Find out how many of these 6 entries have non-null values at the REVIEW_CONTENT column (non-null values indicate that the corresponding user has already submitted his review. For example, in the above table, user "U6" has submitted his review, while other 5 have not yet).
If this number >=3, we already had enough reviews, return to the current reviewer with a message like "Thanks, we already had enough reviews."
If this number < 2, save the current review to the corresponding entry in the REVIEW table, return to the reviewer with a message like "Your review has been accepted." (E.g. If the current reviewer is "U1", then fill the REVIEW_CONTENT column of "P1, U1" entry with the current review content.)
If this number =2, this is the most complicated the case as the current submission is the last one we'll accept. In this case, we first save the current review to the REVIEW table, then we find the ids of all three users that have submitted reviews (including the current user), record their ids into a transaction table to pay them rewards later.
But this process does not work.
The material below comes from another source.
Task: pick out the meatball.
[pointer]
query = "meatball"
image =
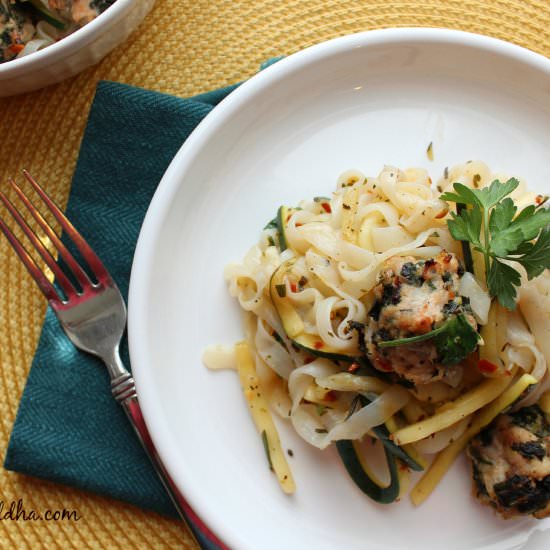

The problem is that it does not handle concurrent submissions correctly. Consider the following case: two users have already submitted their reviews, and meanwhile 3 other users are submitting their reviews via three concurrent process shown above. At step 5, each of the three will think he is the 3rd and last submitter and insert new records into the transaction table. This leads to a double counting: a single user may be rewarded more than once for the same review he submitted.
Another problem of this process is that it may never reach to step 5. Let's say there is no submission in the REVIEW table, and 4 users submit their reviews at the same time. All of them saved their reviews at step 4. After this, later submitter will always be rejected as there are 4 accepted reviews already. But since we never reach step 5, no ids will be recorded into the transaction table and users will never get any rewards.
So here comes my question: How should I handle my use case using Cassandra as the back-end DB? Will Cassandra COUNTER help? If so, how? I have not thought through how to use COUNTER yet, but this blog (http://aphyr.com/posts/294-call-me-maybe-cassandra) warned that Cassandra COUNTER is not safe (quote "Consequently, Cassandra counters will over- or under-count by a wide range during a network partition.") Will Cassandra's Compare and Set (CAS) feature help? If so, how? Again the save blog warned that "Cassandra lightweight transactions are not even close to correct."
Rather than creating empty entries in your review table, I would consider leaving it empty and only filling it as the reviews are submitted. To handle concurrency, add a timeuuid field as a sorting key:
CREATE TABLE review(
paper_id uuid,
submission_time timeuuid,
user_id uuid,
content text,
PRIMARY KEY (paper_id, submission_time)
);
When a user makes their submission, add the entry to the table. Then AFTER the write is successful, query the table (on only the paper_id) and find out if the user's id is one of the first three. Respond to the user accordingly. Since you're committed to a small set of reviewers, the extra overhead of fetching all the reviews should be minimal (especially since you wouldn't need to include the content column in the query).
If you need to track who's reviewing the papers, add a set of user ids to the paper table and write the six user ids there.